🤖 AI Summary
This study addresses the threat posed by single-event upsets (SEUs) to physics-informed Real NVP normalizing flow-based anomaly detection models deployed on orbiting satellites, representing the first systematic radiation resilience assessment of such AI models.
Method: We propose a hierarchical state/output dual-path fault injection framework, implemented within a custom TensorFlow environment, enabling multi-granularity (zero-value, random-value, and bit-flip) injection into weights, biases, and activation values.
Contribution/Results: Our analysis reveals nonlinear performance degradation patterns triggered by critical-bit flips, identifies radiation-sensitive layers and vulnerable bit positions, and quantifies robustness decay across varying injection locations, fault types, and intensities.

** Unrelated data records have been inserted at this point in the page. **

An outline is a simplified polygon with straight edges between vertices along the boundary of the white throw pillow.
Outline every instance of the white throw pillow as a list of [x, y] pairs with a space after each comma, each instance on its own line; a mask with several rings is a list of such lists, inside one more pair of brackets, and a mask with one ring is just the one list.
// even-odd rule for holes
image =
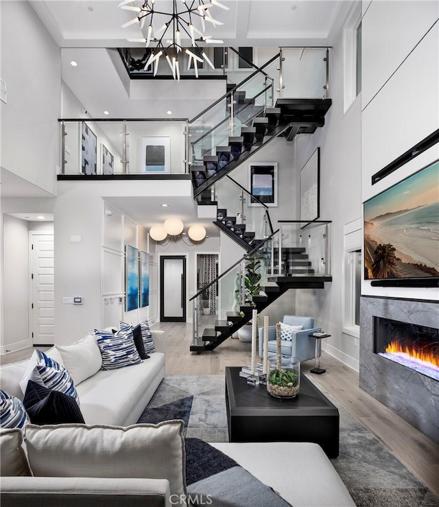
[[289, 324], [281, 322], [281, 340], [285, 340], [286, 342], [292, 342], [293, 340], [293, 334], [295, 331], [300, 331], [303, 329], [303, 326], [290, 326]]
[[87, 335], [71, 345], [57, 345], [56, 348], [75, 386], [101, 369], [102, 356], [93, 335]]
[[20, 429], [0, 430], [0, 476], [32, 475]]
[[125, 427], [30, 424], [27, 456], [40, 477], [167, 479], [171, 495], [185, 495], [182, 432], [182, 421]]

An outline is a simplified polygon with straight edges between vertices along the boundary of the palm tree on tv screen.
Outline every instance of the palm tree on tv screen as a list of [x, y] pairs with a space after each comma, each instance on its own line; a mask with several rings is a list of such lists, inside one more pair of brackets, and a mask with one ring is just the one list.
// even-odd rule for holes
[[378, 245], [374, 252], [372, 265], [374, 278], [398, 278], [396, 251], [396, 249], [390, 243]]

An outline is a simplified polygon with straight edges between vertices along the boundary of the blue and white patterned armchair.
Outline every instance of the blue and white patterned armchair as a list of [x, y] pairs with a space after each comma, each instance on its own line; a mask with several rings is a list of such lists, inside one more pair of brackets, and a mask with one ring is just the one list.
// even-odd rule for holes
[[[298, 317], [295, 315], [284, 315], [282, 320], [283, 324], [289, 326], [303, 326], [300, 331], [292, 331], [291, 341], [282, 340], [281, 351], [282, 355], [297, 357], [300, 361], [308, 361], [316, 357], [316, 338], [309, 336], [310, 334], [321, 331], [320, 327], [314, 327], [313, 317]], [[259, 329], [259, 355], [263, 354], [263, 327]], [[318, 346], [321, 346], [319, 341]], [[276, 326], [268, 327], [268, 355], [276, 354]], [[320, 351], [318, 350], [320, 355]]]

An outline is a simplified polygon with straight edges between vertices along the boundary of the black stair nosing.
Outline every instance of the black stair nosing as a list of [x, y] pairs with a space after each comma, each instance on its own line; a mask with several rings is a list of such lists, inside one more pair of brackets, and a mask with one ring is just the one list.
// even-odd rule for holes
[[226, 311], [226, 316], [227, 320], [232, 322], [239, 322], [242, 318], [242, 316], [239, 311]]

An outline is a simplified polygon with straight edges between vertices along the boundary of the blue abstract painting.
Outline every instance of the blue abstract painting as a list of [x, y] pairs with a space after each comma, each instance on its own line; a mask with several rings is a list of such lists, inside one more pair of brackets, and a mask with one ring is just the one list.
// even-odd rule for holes
[[130, 311], [139, 308], [139, 250], [134, 246], [127, 245], [125, 247], [125, 255], [126, 310]]
[[145, 252], [140, 252], [140, 305], [150, 304], [150, 260]]

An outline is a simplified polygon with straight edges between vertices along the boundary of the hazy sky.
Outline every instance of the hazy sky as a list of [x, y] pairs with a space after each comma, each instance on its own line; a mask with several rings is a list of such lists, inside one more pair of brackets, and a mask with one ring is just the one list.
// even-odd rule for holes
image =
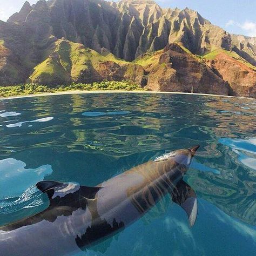
[[[18, 11], [25, 0], [0, 0], [0, 19]], [[29, 0], [31, 4], [37, 0]], [[256, 0], [157, 0], [162, 7], [188, 7], [230, 33], [256, 36]]]

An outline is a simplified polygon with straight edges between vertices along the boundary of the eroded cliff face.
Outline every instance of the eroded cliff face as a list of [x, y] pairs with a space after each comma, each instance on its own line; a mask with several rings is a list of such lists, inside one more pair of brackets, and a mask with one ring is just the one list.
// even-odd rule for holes
[[256, 69], [253, 70], [224, 53], [207, 63], [228, 83], [230, 95], [256, 98]]
[[64, 37], [98, 52], [104, 48], [128, 61], [172, 43], [180, 43], [197, 55], [237, 45], [244, 58], [256, 61], [255, 52], [238, 47], [239, 39], [197, 11], [162, 9], [151, 0], [40, 0], [32, 7], [26, 2], [8, 22], [25, 23], [36, 41], [47, 43], [51, 35]]
[[151, 66], [146, 87], [153, 91], [228, 95], [228, 85], [203, 62], [171, 44]]
[[[0, 22], [0, 86], [129, 79], [153, 90], [193, 86], [195, 92], [255, 97], [250, 68], [255, 45], [254, 38], [230, 35], [195, 11], [162, 9], [151, 0], [25, 2]], [[238, 57], [215, 59], [216, 49]]]

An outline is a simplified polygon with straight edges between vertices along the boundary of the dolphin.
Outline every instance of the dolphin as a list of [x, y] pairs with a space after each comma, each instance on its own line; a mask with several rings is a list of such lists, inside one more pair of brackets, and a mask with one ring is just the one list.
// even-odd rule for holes
[[199, 147], [173, 151], [93, 187], [38, 183], [49, 198], [49, 207], [0, 227], [1, 255], [63, 255], [86, 250], [143, 216], [166, 194], [193, 226], [197, 196], [183, 177]]

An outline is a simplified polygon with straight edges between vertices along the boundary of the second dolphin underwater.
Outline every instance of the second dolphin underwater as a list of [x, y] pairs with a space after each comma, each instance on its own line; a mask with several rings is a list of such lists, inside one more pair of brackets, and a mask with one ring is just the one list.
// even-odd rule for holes
[[198, 204], [183, 177], [199, 146], [173, 151], [99, 184], [41, 181], [50, 205], [44, 211], [0, 227], [3, 255], [66, 255], [93, 245], [144, 215], [167, 193], [192, 226]]

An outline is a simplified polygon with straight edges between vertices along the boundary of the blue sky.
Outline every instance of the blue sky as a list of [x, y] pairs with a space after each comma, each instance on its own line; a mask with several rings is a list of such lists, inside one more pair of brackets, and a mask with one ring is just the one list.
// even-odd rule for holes
[[[25, 0], [0, 0], [0, 19], [18, 11]], [[36, 0], [29, 0], [30, 4]], [[188, 7], [230, 33], [256, 36], [256, 0], [157, 0], [162, 7]]]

The findings provide reproducible empirical evidence and methodological support for fault-tolerant design and high-reliability deployment of onboard AI models.
📝 Abstract
Satellites are used for a multitude of applications, including communications, Earth observation, and space science. Neural networks and deep learning-based approaches now represent the state-of-the-art to enhance the performance and efficiency of these tasks. Given that satellites are susceptible to various faults, one critical application of Artificial Intelligence (AI) is fault detection. However, despite the advantages of neural networks, these systems are vulnerable to radiation errors, which can significantly impact their reliability. Ensuring the dependability of these solutions requires extensive testing and validation, particularly using fault injection methods. This study analyses a physics-informed (PI) real-valued non-volume preserving (Real NVP) normalizing flow model for fault detection in space systems, with a focus on resilience to Single-Event Upsets (SEUs). We present a customized fault injection framework in TensorFlow to assess neural network resilience. Fault injections are applied through two primary methods: Layer State injection, targeting internal network components such as weights and biases, and Layer Output injection, which modifies layer outputs across various activations. Fault types include zeros, random values, and bit-flip operations, applied at varying levels and across different network layers. Our findings reveal several critical insights, such as the significance of bit-flip errors in critical bits, that can lead to substantial performance degradation or even system failure. With this work, we aim to exhaustively study the resilience of Real NVP models against errors due to radiation, providing a means to guide the implementation of fault tolerance measures.